Amendement n° 25 — APRÈS L'ARTICLE 2, insérer l'article suivant:
Dispositif
I. – Le code de l’éducation est ainsi modifié :
1° L’avant-dernier alinéa de l’article L. 442‑5 est complété par une phrase ainsi rédigée : « Les dépenses de fonctionnement spécifiquement engagées par les communes et les établissements publics de coopération intercommunale au titre des écoles relevant des réseaux d’éducation prioritaire (REP) et des réseaux d’éducation prioritaire renforcés (REP+) sont exclues du calcul du coût moyen de scolarisation d’un élève servant de base à la présente contribution ; dans les communes dont l’ensemble des écoles publiques relève d’un réseau d’éducation prioritaire, ce coût moyen est calculé par référence au coût moyen départemental de scolarisation d’un élève du premier degré public hors éducation prioritaire, majoré d’un coefficient fixé par décret. »

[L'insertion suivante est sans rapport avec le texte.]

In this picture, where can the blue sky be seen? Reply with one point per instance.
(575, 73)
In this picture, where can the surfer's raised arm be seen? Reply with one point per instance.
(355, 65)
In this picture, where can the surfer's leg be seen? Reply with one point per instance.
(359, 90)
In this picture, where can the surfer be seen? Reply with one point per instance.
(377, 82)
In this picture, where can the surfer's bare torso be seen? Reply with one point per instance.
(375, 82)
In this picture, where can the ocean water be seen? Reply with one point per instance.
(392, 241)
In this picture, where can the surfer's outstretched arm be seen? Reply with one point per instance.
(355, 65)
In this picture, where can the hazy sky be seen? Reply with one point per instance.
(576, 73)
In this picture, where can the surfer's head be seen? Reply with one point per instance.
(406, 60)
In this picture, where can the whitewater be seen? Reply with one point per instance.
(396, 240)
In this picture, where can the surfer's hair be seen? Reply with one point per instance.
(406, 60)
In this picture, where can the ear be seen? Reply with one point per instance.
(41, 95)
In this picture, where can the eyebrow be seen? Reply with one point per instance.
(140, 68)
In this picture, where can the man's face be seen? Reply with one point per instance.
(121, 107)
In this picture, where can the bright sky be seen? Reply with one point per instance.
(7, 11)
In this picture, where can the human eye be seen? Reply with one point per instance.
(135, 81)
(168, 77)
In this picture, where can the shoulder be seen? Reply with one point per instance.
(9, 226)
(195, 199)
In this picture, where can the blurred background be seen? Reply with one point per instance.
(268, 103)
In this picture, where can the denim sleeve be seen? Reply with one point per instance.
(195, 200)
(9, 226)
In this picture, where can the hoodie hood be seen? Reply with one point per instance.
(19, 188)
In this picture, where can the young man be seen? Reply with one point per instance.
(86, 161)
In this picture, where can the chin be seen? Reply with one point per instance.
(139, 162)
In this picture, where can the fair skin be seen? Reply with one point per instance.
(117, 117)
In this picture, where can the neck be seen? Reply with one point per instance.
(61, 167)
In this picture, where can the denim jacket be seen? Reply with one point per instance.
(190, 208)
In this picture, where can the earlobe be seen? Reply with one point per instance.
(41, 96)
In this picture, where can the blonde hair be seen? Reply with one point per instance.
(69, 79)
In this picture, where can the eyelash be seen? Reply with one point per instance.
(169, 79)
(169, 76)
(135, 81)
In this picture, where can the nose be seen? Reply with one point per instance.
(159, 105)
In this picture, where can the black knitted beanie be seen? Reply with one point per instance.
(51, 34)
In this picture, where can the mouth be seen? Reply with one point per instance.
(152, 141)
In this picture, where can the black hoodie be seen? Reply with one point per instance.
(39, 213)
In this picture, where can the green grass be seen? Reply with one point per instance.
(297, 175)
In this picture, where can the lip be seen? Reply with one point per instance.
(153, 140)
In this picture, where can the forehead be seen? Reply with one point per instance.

2° L’article L. 442‑9 est complété par un alinéa ainsi rédigé : « Les dépenses consacrées par les collectivités territoriales aux établissements relevant des réseaux d’éducation prioritaire et des réseaux d’éducation prioritaire renforcés ne sont pas prises en compte dans le calcul de l’équilibre des financements publics entre l’enseignement public et l’enseignement privé sous contrat. »
II. – La perte de recettes pour l’État est compensée à due concurrence par la création d’une taxe additionnelle à l’accise sur les tabacs prévue au chapitre IV du titre Ier du livre III du code des impositions sur les biens et services.
Exposé sommaire
Cet amendement du groupe parlementaire La France Insoumise propose d'exclure les dépenses des établissements REP et REP+ du calcul du forfait communal et de la règle d'équilibre national des financements publics.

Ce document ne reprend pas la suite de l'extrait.